Davacının dosyaya mübrez sevk irsaliyeleriyle mal teslimini kanıtlaması, davalının defterlerini ibraz etmemesi, mal teslimine ilişkin itirazlarının olmaması, davacı defterlerinin usulüne uygun tutulduğunun tespit edilmesi neticesinde HMK 220/3 fıkrası da ‘ Belgeyi ibraz etmesine karar verilen taraf, kendisine verilen sürede belgeyi ibraz etmez ve aynı sürede, delilleriyle birlikte ibraz etmemesi hakkında kabul edilebilir bir mazeret göstermez ya da belgenin elinde bulunduğunu inkâr eder ve teklif edilen yemini kabul veya icra etmezse, mahkeme, duruma göre belgenin içeriği konusunda diğer tarafın beyanını kabul edebilir.” nazara alınarak alacağın likit ,itirazın haksız ve olduğu kanaati mahkememizde oluştuğundan davanın kabulüne karar verilerek aşağıdaki şekilde hüküm kurulmuştur.

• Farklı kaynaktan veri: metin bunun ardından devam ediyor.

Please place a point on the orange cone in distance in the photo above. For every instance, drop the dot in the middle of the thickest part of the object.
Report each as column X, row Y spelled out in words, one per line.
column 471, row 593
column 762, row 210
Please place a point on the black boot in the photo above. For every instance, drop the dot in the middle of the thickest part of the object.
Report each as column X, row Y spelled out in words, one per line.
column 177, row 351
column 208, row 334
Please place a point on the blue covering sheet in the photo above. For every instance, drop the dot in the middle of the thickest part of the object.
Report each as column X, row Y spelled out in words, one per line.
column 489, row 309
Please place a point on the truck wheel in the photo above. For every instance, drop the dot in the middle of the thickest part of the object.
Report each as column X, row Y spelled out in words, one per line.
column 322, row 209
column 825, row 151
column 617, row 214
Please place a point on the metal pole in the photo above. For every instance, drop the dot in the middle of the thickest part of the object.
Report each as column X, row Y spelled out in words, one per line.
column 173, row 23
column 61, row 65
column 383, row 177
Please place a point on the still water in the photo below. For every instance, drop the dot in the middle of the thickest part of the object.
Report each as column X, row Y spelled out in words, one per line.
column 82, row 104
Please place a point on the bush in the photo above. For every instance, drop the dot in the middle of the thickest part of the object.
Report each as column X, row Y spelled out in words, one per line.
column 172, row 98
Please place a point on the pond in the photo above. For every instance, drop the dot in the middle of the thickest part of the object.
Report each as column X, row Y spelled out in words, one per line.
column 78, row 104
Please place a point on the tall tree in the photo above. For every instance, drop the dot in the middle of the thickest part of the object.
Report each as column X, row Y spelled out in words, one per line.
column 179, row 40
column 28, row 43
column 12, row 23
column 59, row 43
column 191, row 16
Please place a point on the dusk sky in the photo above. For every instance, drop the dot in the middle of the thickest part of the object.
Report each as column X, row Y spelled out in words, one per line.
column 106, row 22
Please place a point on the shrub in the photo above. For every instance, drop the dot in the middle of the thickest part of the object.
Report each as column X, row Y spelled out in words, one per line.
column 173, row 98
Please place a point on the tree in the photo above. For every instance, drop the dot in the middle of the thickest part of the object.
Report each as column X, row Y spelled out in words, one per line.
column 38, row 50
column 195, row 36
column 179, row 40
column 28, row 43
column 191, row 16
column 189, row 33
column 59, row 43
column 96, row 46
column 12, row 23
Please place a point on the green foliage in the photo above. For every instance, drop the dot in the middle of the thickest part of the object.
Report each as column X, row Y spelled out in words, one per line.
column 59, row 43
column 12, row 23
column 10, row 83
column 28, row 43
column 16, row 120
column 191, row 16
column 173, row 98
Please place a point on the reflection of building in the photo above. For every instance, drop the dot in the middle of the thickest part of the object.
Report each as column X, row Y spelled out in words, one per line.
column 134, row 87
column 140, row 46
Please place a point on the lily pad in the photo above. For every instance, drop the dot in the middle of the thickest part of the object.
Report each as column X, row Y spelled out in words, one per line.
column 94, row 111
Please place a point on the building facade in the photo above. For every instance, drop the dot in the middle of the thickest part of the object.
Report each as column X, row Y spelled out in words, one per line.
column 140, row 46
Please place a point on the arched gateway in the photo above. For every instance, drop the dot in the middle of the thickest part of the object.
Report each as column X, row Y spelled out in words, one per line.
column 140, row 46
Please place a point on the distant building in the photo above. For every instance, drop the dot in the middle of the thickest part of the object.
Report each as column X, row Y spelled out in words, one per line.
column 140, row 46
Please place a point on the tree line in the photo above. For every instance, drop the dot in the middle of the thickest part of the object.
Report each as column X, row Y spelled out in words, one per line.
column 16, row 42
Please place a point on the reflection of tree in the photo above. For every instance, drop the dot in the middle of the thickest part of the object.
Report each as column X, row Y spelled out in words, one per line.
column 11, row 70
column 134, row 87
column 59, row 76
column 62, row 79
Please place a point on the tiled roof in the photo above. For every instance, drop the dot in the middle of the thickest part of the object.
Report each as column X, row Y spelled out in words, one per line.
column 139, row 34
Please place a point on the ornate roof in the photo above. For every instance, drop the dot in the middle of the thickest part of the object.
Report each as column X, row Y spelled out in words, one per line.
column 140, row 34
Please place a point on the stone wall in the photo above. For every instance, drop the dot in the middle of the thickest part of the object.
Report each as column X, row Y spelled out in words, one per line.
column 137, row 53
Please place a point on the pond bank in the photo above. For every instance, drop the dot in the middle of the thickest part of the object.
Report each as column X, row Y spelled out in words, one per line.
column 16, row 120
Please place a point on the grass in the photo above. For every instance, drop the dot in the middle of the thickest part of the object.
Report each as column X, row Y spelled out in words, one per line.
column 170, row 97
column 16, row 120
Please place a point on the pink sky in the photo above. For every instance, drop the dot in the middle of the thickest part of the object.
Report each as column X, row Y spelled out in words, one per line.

HÜKÜM: Yukarıda açıklanan nedenlerle;
1-Davanın kabulü ile; davalının İstanbul Anadolu —— İcra Müdürlüğünün—– dosyasına yapmış olduğu itirazın iptaline, takibin 79.500,00 TL üzerinden devamına,
Alacağa takip tarihinden itibaren avans faizi uygulanmasına,
2-Alacak likit ve itiraz haksız olduğundan alacağın %20 ‘si oranındaki 15.900,00 TL icra inkar tazminatının davalıdan alınıp davacı tarafa verilmesine dair,
3-Alınması gereken 5.430,64-TL karar harcına karşılık peşin alınan 1.135,15-TL’nin mahsubu ile bakiye 4.295,49-TL’nin davalıdan alınarak hazineye irad kaydına,
4-Davacı tarafından sarfolunan 800,00-TL bilirkişi gideri, 195,20-TL tebligat-müzekkere gideri ve 1.135,15-TL harç gideri toplamı 2.130,35-TL yargılama giderinin davalıdan alınarak davacıya verilmesine,
5-Davacı lehine —— uyarınca taktir olunan 9.095,00-TL nisbi vekalet ücretinin davalıdan alınarak davacıya verilmesine,
6-Karar kesinleştiğinde ve talep halinde kullanılmayan gider avansının yatıran tarafa iadesine,
Gerekçeli kararın taraflara tebliğinden itibaren iki haftalık süre içinde istinaf yolu açık olmak üzere davacı vekilinin yüzüne karşı, davalı tarafın yokluğunda verilen karar açıkça okunup usulen anlatıldı.